Lance halted, glaring back at Hunk. "Aren't we just heading the same way we were again?"

Hunk raised his shoulders in a _what can you do?_ manner. "Well you said you didn't want to go straight."

" _Grrraaaaaugh._ " With his frustrations growled out, Lance took a deep breath, resetting his system. "Alright, here's how it works. You stay quiet, unless you have an instruction for me that, if I followed it, would turn me in a different direction I was going in before. Gotcha?"

Hunk nodded. "Gotcha."

Relief washed over Lance. "Good."

"Up."

The prince frowned at the out-of-place word. "What?"

Hunk's eyes flicked in that direction, before settling back on Lance. "Up," he repeated.

Lance tipped his head back, noticing that they were pressing right up against the cliff. There was a sizable notch in the side at the level of the tree canopies, hard to see in when it was almost directly above them, but he wouldn't have been surprised if he was told it was a cave. "She's up there?"

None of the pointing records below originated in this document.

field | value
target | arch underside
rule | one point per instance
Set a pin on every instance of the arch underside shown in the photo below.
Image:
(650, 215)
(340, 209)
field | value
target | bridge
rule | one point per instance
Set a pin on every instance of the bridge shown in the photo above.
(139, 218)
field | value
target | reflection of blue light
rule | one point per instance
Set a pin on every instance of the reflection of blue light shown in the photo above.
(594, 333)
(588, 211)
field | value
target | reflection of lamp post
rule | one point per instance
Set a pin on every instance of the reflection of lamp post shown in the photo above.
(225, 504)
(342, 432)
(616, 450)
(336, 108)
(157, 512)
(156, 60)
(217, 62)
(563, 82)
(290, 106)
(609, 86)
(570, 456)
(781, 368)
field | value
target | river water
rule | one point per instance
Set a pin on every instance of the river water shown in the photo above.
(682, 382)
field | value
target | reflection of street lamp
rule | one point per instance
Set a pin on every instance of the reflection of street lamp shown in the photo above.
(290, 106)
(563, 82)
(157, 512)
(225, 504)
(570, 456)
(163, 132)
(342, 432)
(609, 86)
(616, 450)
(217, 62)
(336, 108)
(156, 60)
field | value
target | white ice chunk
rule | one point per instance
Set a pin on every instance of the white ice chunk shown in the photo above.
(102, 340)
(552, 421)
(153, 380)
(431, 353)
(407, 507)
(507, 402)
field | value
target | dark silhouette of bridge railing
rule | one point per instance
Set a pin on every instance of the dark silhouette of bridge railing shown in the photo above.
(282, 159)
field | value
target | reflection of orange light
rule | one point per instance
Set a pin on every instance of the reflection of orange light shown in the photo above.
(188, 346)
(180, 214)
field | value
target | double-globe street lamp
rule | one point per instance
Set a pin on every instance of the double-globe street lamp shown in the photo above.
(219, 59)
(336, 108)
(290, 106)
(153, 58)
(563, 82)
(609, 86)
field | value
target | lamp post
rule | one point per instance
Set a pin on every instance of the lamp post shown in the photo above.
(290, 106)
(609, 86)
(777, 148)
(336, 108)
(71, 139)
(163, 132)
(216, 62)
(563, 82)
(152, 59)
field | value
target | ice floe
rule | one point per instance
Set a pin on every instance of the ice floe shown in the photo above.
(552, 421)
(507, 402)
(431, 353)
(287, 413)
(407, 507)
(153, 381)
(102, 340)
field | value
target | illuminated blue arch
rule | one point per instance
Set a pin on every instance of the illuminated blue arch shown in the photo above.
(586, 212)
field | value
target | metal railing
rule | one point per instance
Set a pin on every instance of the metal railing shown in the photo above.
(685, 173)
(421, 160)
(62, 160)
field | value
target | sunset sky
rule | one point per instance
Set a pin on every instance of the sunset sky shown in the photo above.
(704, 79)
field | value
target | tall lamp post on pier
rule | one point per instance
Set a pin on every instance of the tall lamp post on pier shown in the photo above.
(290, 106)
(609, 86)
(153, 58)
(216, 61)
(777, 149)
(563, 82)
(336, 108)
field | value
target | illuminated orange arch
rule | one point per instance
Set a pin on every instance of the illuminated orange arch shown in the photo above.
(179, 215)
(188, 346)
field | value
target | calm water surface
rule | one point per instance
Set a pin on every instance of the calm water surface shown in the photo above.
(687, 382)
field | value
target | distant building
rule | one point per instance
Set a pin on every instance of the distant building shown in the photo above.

"Feels like it." Hunk's eyes popped wide. "Oh wait the stone's moving again, yeah she's definitely up there. I wonder, shouldn't we keep it down? 'Cos we were supposed to wait for her, and now we're snooping around down here, where we totally shouldn't have known to go, and-"

Lance felt a tap against his shoulder, which denoted a third person, since Hunk was fully in his sight. He turned his head, expecting to come across an angry and offended Pidge, but instead found himself looking at a creepily hand-shaped tree branch, leaves sprouting from the tips. It waved at him, not side-to-side in a friendly way, but with the finger-twigs curling like claws. "Um..." He had no idea how one was supposed to address a tree. Formal? Informal? In Altean, or in Runforitese? He settled for just copying the wave. "...Hello?"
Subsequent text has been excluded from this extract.